O único cinto de segurança autorizado para uso nos trabalhos em altura é o cinto de segurança tipo pára-quedista. Este tipo de cinto distribui o peso do corpo em queda livre por vários pontos, entre os quais as duas coxas e o peito, assim, minimiza possíveis lesões na coluna pelo impacto de tração no estiramento do talabarte(cabo com gancho que prende o cinto).

Esta garantia não existe caso a pessoa esteja usando um cinto de segurança do tipo abdominal.
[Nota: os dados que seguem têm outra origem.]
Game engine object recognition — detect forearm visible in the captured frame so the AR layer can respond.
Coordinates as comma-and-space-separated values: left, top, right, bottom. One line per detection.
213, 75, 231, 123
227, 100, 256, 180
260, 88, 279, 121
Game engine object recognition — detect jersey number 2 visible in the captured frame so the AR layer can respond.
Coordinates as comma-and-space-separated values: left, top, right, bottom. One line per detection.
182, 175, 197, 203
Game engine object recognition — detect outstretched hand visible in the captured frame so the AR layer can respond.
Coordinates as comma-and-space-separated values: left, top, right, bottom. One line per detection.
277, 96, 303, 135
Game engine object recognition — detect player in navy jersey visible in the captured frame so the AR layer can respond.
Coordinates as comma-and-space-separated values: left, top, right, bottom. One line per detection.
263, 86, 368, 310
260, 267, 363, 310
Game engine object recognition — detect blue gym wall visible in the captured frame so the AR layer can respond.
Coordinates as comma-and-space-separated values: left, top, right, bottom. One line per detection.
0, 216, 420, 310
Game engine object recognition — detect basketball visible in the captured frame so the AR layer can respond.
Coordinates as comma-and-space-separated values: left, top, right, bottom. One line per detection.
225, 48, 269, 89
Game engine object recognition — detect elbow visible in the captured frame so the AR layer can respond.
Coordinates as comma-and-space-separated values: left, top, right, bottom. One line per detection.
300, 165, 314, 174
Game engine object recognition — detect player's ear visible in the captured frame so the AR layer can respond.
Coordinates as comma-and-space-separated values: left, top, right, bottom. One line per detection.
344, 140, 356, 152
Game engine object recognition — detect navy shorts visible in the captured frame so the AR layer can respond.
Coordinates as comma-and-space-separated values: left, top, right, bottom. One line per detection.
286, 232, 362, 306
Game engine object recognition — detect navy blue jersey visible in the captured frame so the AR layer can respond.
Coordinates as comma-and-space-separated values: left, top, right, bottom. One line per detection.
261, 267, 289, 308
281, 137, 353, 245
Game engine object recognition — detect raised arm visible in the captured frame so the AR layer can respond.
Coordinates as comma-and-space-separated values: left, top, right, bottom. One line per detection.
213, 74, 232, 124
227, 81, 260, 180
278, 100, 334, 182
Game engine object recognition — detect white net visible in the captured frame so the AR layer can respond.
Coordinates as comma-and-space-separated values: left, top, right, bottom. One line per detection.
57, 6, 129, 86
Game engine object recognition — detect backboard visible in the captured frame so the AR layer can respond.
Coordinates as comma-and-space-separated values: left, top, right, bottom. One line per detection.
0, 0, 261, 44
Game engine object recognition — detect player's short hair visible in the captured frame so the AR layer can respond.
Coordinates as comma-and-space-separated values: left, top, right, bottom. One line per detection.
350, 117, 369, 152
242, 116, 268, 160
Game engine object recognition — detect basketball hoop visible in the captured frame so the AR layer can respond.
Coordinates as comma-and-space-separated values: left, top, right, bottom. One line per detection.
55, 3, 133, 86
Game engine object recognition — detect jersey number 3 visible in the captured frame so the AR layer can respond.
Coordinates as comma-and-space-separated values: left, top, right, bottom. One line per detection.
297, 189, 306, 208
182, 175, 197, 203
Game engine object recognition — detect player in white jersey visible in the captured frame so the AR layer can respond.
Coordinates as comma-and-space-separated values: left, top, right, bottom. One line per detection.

O cinto do tipo abdominal(que envolver a cintura) somente poderá ser usado como limitador de distância horizontal.

Antes de se iniciar um trabalho em alturas deverá ser estudada uma ou mais formas seguras para se prender o cinto de segurança. Se não houver uma opção melhor deverá ser esticado um cabo de aço de dimensões adequadas(mínimo de 3/16") para que se possa prender o cinto e permitir o deslocamento do usuário.

Desta forma, trabalhos executados em pipe-rack, telhados e assemelhados somente poderão ser feitos com a fixação prévia deste cabo de aço, da mesma forma, que deverá ser preparado um "piso seguro" feito com pranchões sobre a estrutura do pipe-rack ou telhado.


Sob nenhuma hipótese deverão ser usadas cordas de fibras naturais ou sintéticas para prender o cinto ou para o deslocamento em alturas.

Nos deslocamentos verticais sem proteção com guarda corpo, deverá ser usado cinto de segurança conectado a um dispositivo trava-quedas.

Durante a montagem e desmontagem de andaimes deverá ser usado o cinto de segurança.

Os trabalhos feitos sobre andaimes também deverão prever o uso do cinto de segurança.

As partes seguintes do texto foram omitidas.